No date has been announced for the elections, but they are to be held later this year, Gnassingbe said in December.

The main opposition political parties boycotted the 2018 legislative elections and the electoral census, after denouncing "irregularities".

But leaders of the main opposition parties have been mobilised for several months, calling on supporters to "massively" get out to sign up.

Since Monday, long queues have formed every day at several centres in the capital where voter cards are issued.

In front of the public primary school Be-Aklassouou, supermarket worker Evariste Toganou, 38, was losing patience.

"I'm going to get my voter card regardless of the hassle. Because this time, I have to vote," said Toganou, who did not vote during the 2018 poll.

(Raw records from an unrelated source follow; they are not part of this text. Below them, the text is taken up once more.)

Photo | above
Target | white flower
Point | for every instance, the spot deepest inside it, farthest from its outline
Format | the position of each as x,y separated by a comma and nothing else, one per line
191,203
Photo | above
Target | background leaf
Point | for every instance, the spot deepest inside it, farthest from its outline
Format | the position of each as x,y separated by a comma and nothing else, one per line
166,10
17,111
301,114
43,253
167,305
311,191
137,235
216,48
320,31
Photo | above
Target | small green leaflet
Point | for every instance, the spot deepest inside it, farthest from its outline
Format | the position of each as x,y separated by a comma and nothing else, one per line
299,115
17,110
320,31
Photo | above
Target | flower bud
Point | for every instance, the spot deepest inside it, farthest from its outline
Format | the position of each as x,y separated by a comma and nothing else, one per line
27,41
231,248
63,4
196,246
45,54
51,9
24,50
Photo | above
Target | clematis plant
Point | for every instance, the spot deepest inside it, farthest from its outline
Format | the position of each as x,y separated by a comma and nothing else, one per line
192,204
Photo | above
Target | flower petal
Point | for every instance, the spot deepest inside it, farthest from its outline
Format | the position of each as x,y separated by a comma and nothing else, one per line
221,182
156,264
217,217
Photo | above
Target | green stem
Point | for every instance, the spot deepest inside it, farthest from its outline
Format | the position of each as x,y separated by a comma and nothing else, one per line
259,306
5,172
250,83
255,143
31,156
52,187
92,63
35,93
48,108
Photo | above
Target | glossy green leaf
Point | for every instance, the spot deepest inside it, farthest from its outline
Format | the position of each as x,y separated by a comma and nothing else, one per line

"The 'real opposition' must regain its place in the National Assembly to properly control those who lead us."

In 2018, Gnassingbe's party won a majority of 59 seats out of 91 in the National Assembly, after the leaders of the main coalition of 14 parties did not present any candidates.

The opposition coalition decided to boycott after more than a year of political standoff and dozens of violently suppressed protests against a reform authorising the president to run for re-election in 2020 and 2025.

Gnassingbe came to power after the death of his father, General Gnassingbe Eyadema, who ruled Togo with an iron fist for 38 years.

The West African country of around eight million is ranked among the poorest in the world, and is also struggling with attacks from jihadists from across its northern border with Burkina Faso.

After the voter registration ends in Lome, it will take place in other parts of the country until June 3.